The Need for Jeed(Technical)
22 min read
To kick off a series of essays describing my course systems and infrastructure, there’s really only one place to start: Jeed, our fast Java and Kotlin execution and source analysis toolkit. Jeed was one of the first serious pieces of courseware that I started working on, and has the most intersection with the other tools and systems that we use today in my courses. Jeed is also by far the most mature—with almost 700 test cases and almost three years of semi-continuous development and almost 1000 commits behind it.
So let’s discuss the need for Jeed(1).
Let me start by pointing out two things. First, Jeed has sprawled from its original goals into a gathering point for a lot of generally-useful tools and functionality, particularly for source analysis and manipulation. Jeed now contains methods for counting non-commenting lines of source code, detecting bad words in student submissions, computing cyclomatic complexity, identifying syntactic features, and performing source-level mutation of Java and Kotlin code.
Many of these capabilities are interesting and important. But I’m going to focus here on the original goal of Jeed, the most interesting bit, and the place where we’ve invested the most technical effort: safely and quickly executing untrusted Java bytecode. Jeed is a portmanteau of Java and speed, and, as the title of this essay hints, speed turns out to be a pretty important design goal, in ways that I’ll discuss below.
Second, while I’ve independently built and maintain a great deal of my own courseware, Jeed has benefited from contributions from multiple students. Ben Clarage and Hania Dziurdzik contributed to Jeed’s feature analysis and mutation capabilities.
But the person who has had a real significant impact on Jeed—and, through his work, on CS 124 and
learncs.online—is Ben Nordick.
His knowledge of Java internals and bytecode far outstrips my own, and I’m not sure that I would have ever been willing to develop such a deep expertise in that area.
So it’s safe to say that, without Ben’s contributions, Jeed would not exist.
And without Jeed, my courses would not exist in their present form.
It’s been a game changer.
To avoid stealing Ben’s thunder and also making this essay far too technical, I’m going to only hint at some of the bytecode magic used to achieve what we’ve accomplished. I hope Ben writes up a detailed description himself sometime. I’d love to read it.
Like many interesting tools, Jeed began as a solution to a problem.

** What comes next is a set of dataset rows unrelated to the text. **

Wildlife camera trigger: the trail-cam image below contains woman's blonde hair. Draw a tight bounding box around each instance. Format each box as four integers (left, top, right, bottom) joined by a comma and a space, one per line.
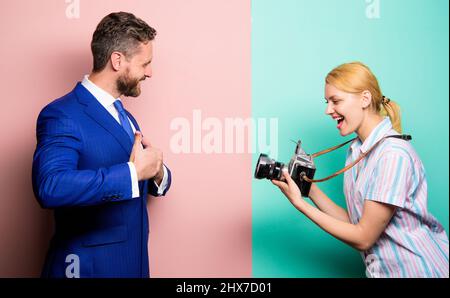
325, 62, 402, 133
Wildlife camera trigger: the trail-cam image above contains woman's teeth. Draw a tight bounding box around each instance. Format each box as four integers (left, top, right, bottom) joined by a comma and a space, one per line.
336, 117, 344, 129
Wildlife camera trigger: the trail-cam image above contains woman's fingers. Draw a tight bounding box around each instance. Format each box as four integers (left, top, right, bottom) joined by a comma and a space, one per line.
283, 170, 294, 186
272, 180, 289, 191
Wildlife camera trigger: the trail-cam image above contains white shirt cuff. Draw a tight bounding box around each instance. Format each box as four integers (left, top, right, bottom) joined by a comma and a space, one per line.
153, 165, 169, 195
128, 162, 140, 199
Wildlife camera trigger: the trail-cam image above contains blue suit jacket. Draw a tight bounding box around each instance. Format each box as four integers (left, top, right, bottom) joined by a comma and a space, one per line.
32, 83, 171, 277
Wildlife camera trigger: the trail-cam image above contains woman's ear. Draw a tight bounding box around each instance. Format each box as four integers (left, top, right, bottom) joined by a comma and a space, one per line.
361, 90, 372, 109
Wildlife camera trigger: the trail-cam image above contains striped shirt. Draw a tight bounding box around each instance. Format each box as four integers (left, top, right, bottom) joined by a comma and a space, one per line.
344, 117, 449, 277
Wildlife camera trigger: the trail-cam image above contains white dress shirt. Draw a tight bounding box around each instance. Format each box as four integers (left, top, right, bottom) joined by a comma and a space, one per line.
81, 75, 168, 198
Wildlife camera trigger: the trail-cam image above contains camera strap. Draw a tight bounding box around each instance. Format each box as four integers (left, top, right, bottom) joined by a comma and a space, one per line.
301, 135, 412, 183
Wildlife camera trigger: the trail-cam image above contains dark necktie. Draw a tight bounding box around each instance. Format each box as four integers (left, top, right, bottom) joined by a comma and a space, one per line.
114, 100, 134, 143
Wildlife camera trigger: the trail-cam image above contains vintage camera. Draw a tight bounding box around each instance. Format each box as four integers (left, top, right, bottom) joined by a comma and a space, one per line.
255, 140, 316, 197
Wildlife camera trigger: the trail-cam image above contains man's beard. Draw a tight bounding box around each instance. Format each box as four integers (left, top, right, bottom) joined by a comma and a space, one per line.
116, 72, 145, 97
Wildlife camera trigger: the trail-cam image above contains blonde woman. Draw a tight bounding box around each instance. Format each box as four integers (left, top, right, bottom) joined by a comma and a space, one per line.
272, 62, 449, 277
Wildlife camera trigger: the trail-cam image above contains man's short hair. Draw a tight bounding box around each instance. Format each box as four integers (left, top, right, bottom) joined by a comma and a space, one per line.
91, 12, 156, 72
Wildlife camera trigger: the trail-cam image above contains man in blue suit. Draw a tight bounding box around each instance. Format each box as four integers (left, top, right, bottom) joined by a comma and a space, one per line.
32, 12, 171, 277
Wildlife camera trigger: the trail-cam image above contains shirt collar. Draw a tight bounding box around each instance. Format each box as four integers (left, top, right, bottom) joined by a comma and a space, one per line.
358, 117, 392, 152
81, 75, 120, 109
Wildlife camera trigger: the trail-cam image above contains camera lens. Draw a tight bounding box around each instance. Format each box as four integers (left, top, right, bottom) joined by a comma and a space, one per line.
255, 154, 284, 180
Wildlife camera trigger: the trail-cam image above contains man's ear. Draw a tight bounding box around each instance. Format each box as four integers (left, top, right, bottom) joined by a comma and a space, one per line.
110, 52, 124, 71
361, 90, 372, 109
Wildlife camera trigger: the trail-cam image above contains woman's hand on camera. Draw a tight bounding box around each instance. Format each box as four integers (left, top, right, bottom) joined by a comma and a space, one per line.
272, 170, 304, 207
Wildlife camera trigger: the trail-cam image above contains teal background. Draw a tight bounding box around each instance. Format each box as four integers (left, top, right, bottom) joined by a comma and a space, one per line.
252, 0, 449, 277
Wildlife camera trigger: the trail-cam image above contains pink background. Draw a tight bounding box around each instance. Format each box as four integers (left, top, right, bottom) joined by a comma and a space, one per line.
0, 0, 252, 277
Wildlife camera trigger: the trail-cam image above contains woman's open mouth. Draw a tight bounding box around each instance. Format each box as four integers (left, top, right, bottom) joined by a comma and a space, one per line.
334, 116, 344, 129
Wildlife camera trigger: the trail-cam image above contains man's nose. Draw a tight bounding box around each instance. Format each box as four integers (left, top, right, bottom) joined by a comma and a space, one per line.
325, 103, 334, 115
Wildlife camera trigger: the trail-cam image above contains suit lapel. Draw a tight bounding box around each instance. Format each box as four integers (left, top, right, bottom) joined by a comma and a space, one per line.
75, 83, 133, 155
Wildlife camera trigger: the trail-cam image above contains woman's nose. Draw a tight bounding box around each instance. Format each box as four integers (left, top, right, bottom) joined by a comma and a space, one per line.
325, 103, 334, 115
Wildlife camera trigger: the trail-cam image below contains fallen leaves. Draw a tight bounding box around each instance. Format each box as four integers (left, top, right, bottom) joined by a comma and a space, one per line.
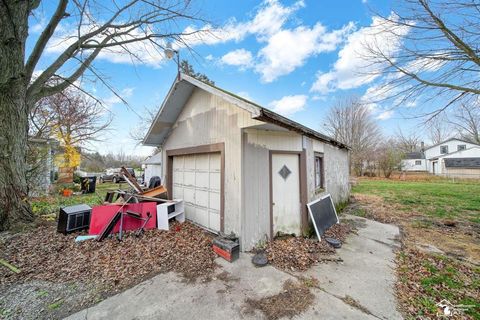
0, 222, 216, 289
396, 249, 480, 319
266, 224, 351, 271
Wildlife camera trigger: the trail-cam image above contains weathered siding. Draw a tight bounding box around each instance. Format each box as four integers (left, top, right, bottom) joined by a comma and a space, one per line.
162, 89, 261, 242
305, 138, 350, 203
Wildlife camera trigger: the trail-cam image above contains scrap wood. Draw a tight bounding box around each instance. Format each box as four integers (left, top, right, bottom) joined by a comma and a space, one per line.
0, 259, 20, 273
120, 167, 143, 193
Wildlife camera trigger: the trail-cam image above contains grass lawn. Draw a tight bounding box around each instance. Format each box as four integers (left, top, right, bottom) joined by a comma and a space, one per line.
30, 183, 124, 220
350, 179, 480, 319
352, 179, 480, 224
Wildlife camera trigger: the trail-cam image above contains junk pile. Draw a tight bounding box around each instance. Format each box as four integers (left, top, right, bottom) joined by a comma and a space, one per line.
57, 167, 185, 242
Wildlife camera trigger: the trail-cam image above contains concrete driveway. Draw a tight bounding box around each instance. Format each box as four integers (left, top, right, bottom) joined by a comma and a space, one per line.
64, 216, 402, 320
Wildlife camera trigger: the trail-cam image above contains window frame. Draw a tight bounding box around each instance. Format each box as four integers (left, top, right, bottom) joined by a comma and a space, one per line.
313, 152, 325, 192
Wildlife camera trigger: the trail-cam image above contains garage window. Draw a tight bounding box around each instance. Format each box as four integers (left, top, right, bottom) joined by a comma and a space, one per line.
315, 153, 325, 189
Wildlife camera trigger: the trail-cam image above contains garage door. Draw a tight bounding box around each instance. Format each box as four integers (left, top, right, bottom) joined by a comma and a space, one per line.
172, 153, 221, 231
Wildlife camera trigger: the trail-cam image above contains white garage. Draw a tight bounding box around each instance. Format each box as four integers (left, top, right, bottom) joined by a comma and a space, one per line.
172, 148, 222, 232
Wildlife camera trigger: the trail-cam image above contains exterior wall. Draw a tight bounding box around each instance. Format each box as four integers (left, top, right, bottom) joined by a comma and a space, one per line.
443, 168, 480, 179
162, 89, 262, 248
427, 145, 480, 174
242, 129, 302, 250
402, 159, 427, 171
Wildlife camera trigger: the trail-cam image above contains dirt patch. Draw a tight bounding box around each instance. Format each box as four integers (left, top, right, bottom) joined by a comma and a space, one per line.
266, 224, 351, 271
245, 280, 315, 320
0, 222, 216, 318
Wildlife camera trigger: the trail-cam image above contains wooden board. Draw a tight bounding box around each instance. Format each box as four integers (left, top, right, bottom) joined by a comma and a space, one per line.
307, 194, 339, 240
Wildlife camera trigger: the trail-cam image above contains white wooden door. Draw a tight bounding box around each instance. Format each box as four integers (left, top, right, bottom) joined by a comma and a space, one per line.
172, 153, 221, 232
271, 153, 301, 235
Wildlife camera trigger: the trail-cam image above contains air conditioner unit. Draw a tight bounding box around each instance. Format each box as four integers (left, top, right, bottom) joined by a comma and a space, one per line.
57, 204, 92, 234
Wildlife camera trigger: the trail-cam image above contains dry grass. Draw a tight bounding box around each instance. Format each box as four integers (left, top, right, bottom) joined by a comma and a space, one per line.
245, 280, 315, 320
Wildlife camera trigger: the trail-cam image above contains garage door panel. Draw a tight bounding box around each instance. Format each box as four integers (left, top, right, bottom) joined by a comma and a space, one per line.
172, 153, 221, 231
208, 192, 220, 211
195, 154, 209, 171
173, 170, 183, 185
210, 153, 221, 172
209, 172, 220, 191
183, 188, 195, 205
195, 171, 210, 189
184, 171, 195, 186
184, 155, 195, 170
195, 189, 208, 208
173, 186, 184, 199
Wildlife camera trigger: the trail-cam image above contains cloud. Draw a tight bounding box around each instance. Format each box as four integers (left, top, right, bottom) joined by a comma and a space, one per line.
102, 87, 135, 109
311, 14, 409, 94
255, 23, 354, 82
268, 95, 308, 116
220, 49, 253, 70
376, 110, 393, 120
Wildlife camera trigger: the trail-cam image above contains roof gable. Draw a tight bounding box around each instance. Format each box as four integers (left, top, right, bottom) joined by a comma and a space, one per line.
143, 73, 348, 149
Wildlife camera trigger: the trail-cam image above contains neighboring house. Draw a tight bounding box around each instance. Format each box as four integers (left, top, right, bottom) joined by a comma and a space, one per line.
143, 74, 350, 251
402, 152, 427, 171
402, 138, 480, 178
143, 152, 163, 186
27, 137, 58, 197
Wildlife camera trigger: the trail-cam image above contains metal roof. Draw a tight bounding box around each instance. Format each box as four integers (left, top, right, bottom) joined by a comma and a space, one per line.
443, 158, 480, 169
143, 73, 349, 149
405, 151, 425, 159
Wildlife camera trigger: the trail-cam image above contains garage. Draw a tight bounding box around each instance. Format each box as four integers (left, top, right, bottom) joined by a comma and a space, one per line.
172, 152, 221, 232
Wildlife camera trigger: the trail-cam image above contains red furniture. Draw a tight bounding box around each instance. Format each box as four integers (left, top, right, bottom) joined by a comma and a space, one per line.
88, 202, 157, 235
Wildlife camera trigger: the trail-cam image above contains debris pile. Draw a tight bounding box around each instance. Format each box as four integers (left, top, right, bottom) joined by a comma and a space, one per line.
0, 222, 216, 289
266, 224, 351, 271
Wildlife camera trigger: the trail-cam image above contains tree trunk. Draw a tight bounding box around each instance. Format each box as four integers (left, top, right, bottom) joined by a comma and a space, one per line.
0, 0, 33, 231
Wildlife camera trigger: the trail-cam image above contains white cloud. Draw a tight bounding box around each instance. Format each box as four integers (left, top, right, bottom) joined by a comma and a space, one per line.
268, 95, 308, 116
220, 49, 253, 70
255, 23, 354, 82
376, 110, 393, 120
102, 87, 135, 109
311, 15, 409, 94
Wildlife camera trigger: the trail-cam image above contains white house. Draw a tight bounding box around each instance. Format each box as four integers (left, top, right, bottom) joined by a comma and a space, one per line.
143, 74, 350, 250
402, 138, 480, 178
402, 152, 427, 171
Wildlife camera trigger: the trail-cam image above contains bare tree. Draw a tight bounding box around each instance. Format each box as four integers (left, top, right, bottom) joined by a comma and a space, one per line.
365, 0, 480, 119
325, 97, 382, 175
395, 128, 422, 154
0, 0, 206, 230
425, 113, 452, 144
30, 88, 112, 167
449, 103, 480, 144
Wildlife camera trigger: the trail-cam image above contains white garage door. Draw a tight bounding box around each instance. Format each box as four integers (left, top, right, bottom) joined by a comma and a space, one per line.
172, 153, 221, 231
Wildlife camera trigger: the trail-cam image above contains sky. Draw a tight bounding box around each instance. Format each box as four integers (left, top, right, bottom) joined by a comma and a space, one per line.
27, 0, 428, 156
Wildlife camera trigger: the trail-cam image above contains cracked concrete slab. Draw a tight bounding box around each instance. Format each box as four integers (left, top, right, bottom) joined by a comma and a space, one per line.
67, 217, 401, 320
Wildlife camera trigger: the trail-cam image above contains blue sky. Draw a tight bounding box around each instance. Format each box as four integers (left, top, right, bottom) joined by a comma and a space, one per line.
28, 0, 428, 155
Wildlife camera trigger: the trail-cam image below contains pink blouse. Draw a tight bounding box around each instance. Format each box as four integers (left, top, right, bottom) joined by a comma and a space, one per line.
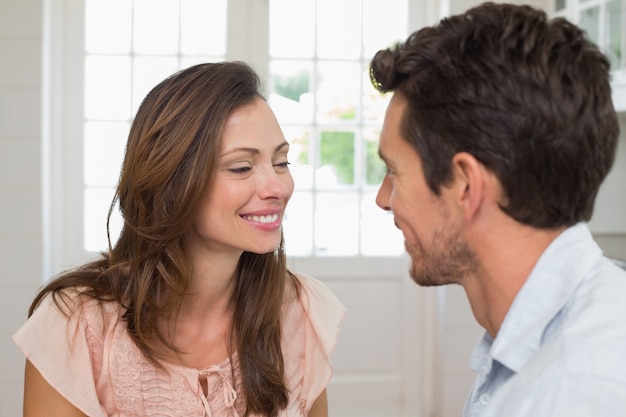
13, 275, 345, 417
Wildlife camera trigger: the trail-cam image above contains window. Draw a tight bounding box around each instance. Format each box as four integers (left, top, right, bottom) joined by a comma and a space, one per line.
554, 0, 626, 70
50, 0, 410, 270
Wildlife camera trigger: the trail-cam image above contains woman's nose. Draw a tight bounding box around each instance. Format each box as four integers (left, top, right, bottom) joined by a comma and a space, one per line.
258, 169, 294, 199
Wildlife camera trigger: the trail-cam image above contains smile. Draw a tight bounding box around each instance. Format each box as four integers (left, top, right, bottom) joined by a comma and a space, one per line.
242, 213, 278, 223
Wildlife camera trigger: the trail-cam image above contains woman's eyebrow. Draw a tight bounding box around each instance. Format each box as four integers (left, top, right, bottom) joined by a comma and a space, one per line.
221, 142, 289, 156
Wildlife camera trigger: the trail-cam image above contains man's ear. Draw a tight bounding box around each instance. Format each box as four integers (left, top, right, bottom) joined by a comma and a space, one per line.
452, 152, 489, 220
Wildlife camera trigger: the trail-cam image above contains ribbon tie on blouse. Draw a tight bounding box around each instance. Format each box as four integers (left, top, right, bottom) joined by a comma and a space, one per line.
198, 365, 239, 417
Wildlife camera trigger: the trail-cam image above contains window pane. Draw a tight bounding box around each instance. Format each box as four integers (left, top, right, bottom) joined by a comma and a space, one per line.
363, 129, 386, 185
579, 6, 600, 44
361, 64, 391, 125
361, 192, 404, 256
85, 0, 132, 54
363, 0, 409, 59
283, 191, 313, 256
269, 0, 315, 58
84, 122, 129, 187
133, 57, 178, 115
180, 0, 226, 55
84, 187, 123, 252
314, 192, 359, 256
317, 0, 360, 59
317, 61, 361, 122
133, 0, 179, 54
283, 126, 313, 190
605, 0, 625, 69
269, 60, 313, 125
85, 56, 131, 120
316, 131, 354, 187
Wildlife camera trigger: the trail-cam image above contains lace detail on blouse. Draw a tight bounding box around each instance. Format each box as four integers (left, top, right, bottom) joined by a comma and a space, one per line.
108, 316, 245, 417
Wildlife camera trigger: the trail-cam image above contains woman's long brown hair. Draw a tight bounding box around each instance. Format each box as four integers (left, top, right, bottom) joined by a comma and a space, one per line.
29, 62, 299, 417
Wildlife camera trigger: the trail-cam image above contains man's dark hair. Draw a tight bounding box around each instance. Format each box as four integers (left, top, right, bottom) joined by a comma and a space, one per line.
370, 3, 619, 228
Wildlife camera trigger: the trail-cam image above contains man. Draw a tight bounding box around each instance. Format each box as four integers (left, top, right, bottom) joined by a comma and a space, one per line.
371, 3, 626, 417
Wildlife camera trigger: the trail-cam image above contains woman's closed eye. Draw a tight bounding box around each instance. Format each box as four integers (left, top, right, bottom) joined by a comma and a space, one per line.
228, 165, 252, 174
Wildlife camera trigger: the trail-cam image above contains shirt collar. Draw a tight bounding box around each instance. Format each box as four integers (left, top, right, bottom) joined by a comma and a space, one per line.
472, 223, 602, 372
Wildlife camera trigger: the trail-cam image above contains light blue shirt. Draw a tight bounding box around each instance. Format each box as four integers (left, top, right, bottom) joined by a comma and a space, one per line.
463, 223, 626, 417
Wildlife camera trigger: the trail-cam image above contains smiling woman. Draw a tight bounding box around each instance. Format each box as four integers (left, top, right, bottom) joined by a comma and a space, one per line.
15, 62, 344, 417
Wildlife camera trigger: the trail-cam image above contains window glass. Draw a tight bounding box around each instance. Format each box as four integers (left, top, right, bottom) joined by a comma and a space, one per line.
604, 0, 626, 68
268, 0, 408, 256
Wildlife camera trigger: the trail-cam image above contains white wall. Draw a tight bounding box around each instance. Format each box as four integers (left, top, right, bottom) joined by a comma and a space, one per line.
0, 0, 42, 417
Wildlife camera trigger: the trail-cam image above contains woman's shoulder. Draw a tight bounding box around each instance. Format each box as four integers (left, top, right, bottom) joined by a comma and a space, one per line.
27, 287, 122, 339
293, 273, 345, 311
285, 273, 346, 352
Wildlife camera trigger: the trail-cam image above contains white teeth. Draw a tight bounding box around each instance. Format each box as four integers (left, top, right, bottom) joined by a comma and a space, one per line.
244, 214, 278, 223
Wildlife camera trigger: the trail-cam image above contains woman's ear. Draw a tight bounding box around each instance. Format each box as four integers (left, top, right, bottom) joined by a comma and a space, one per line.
452, 152, 492, 220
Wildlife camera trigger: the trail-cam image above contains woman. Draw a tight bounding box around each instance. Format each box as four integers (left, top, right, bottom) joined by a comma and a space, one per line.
14, 62, 344, 417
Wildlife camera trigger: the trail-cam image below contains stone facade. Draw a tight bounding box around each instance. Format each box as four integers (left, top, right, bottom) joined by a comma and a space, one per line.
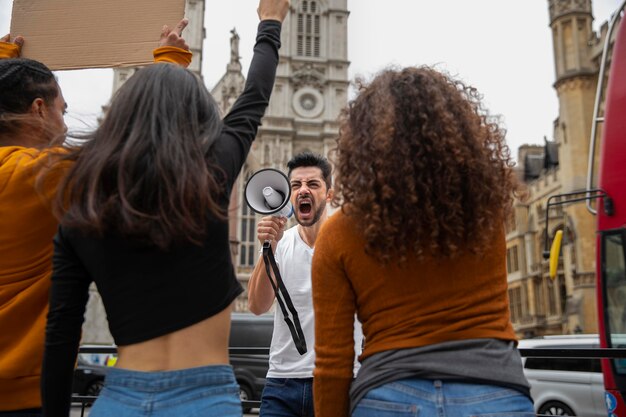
507, 0, 606, 337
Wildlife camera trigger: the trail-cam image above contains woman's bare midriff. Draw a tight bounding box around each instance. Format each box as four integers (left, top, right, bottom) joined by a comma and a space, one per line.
115, 305, 232, 372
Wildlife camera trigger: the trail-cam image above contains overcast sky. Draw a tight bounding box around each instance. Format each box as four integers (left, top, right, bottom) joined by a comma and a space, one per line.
0, 0, 622, 156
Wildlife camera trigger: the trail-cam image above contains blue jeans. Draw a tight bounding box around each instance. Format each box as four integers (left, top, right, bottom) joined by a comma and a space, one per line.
259, 378, 313, 417
352, 378, 535, 417
89, 365, 242, 417
0, 408, 41, 417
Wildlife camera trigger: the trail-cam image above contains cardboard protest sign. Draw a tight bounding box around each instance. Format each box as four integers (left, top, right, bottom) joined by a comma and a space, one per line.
11, 0, 185, 70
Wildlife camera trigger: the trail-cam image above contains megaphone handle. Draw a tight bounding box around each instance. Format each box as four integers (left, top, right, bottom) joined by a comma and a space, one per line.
263, 240, 307, 355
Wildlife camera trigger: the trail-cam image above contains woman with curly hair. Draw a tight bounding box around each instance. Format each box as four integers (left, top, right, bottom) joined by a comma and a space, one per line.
312, 67, 534, 417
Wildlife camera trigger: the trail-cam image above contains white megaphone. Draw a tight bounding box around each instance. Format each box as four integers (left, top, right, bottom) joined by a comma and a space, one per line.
244, 168, 293, 217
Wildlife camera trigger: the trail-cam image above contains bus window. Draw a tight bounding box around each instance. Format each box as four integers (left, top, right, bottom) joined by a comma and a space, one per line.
603, 231, 626, 375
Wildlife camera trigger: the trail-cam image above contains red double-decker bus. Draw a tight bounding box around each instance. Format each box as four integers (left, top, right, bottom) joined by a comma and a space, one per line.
588, 1, 626, 417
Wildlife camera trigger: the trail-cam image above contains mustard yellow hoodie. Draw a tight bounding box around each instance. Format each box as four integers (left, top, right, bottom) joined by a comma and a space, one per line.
0, 146, 62, 411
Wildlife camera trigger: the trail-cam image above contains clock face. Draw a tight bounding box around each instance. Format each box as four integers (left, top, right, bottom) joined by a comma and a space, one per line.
292, 87, 324, 119
300, 94, 317, 111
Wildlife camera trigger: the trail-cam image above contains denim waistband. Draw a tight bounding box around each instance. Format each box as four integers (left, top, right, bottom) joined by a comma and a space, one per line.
106, 365, 236, 391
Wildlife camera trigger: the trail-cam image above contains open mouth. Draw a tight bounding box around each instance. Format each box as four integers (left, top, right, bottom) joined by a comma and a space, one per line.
298, 199, 313, 214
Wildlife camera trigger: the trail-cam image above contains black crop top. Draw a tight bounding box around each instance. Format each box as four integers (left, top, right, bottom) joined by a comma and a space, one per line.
42, 21, 281, 416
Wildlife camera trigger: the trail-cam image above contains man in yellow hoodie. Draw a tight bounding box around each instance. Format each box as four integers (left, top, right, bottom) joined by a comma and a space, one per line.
0, 19, 191, 417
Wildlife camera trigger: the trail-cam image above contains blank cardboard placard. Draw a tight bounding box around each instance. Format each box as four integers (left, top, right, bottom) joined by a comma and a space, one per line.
11, 0, 185, 70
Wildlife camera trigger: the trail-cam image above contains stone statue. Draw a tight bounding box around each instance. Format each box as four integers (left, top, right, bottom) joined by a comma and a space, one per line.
230, 28, 239, 62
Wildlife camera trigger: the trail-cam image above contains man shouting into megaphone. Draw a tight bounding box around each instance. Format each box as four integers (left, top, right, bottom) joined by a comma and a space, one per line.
248, 152, 361, 417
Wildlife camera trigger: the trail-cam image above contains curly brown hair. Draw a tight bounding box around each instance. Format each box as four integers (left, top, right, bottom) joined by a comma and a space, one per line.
333, 67, 518, 262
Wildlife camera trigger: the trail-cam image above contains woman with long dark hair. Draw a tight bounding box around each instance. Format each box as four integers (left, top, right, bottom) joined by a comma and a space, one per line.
312, 67, 534, 417
42, 0, 289, 417
0, 24, 185, 417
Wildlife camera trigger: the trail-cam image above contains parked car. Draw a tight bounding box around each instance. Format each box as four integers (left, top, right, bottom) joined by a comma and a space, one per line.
518, 335, 607, 417
229, 313, 274, 413
72, 354, 107, 397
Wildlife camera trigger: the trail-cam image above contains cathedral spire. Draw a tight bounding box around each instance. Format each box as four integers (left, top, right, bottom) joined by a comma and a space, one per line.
226, 28, 241, 72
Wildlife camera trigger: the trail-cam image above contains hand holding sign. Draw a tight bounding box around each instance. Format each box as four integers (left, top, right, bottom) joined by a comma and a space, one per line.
159, 18, 189, 51
257, 0, 289, 22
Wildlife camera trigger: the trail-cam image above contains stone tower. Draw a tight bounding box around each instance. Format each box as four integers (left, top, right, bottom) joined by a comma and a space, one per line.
231, 0, 350, 310
549, 0, 598, 332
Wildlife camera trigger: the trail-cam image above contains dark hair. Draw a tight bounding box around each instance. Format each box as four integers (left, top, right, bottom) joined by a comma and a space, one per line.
0, 58, 59, 136
57, 64, 226, 249
287, 151, 333, 189
333, 67, 518, 262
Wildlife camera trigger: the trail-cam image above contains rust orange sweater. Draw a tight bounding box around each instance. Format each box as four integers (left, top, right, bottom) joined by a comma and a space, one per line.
312, 211, 515, 417
0, 146, 67, 411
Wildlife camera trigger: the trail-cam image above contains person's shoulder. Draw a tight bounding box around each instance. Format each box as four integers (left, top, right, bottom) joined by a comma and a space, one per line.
0, 146, 68, 164
278, 225, 298, 246
322, 209, 355, 233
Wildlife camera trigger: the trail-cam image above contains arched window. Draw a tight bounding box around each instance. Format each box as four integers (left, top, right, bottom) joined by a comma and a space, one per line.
296, 0, 320, 57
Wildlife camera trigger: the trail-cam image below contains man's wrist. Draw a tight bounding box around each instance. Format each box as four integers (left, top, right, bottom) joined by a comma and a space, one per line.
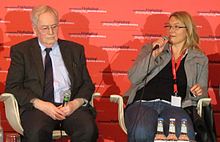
30, 98, 39, 108
82, 99, 89, 106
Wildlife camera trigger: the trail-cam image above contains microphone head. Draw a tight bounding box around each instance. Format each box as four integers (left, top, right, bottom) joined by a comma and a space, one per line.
162, 36, 169, 40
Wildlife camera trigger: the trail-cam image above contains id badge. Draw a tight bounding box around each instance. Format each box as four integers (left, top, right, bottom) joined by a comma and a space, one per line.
171, 96, 181, 107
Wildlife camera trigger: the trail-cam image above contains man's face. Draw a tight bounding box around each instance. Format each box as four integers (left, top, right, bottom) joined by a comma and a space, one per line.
33, 12, 58, 48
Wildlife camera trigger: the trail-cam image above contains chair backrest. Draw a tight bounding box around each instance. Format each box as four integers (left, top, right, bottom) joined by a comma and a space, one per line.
0, 93, 24, 135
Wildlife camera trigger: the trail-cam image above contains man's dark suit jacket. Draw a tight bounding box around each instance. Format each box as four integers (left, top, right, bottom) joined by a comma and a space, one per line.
6, 38, 94, 112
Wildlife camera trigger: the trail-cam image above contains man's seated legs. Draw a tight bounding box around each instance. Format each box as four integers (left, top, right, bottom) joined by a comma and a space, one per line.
63, 106, 98, 142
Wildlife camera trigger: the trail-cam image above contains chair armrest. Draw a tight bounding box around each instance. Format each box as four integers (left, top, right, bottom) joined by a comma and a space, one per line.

Honestly, it might be more accurate to say that I can’t write, given that there’s little recent evidence to support the claim that I can produce any amount of legible text using a pen and paper. At some point during college, probably around the time that I was learning to LaTex up even my mathematically-notated problem sets for computer science courses(2), my handwriting jumped the shark from basic block printing into whatever you want to call that scrawl above. Perhaps someday I can get a job as a calligrapher doing fancy party invitations for Brooklyn hipsters.
And to think I used to know cursive.
You might be wondering: Why is this a problem? After all, if my writing facilities have declined—and wow, they have—it’s largely because, as a computer scientist and software creator, I don’t write. Ever. I type. Always. And I was surprised as you might be when this suddenly became a liability as a computer science professor.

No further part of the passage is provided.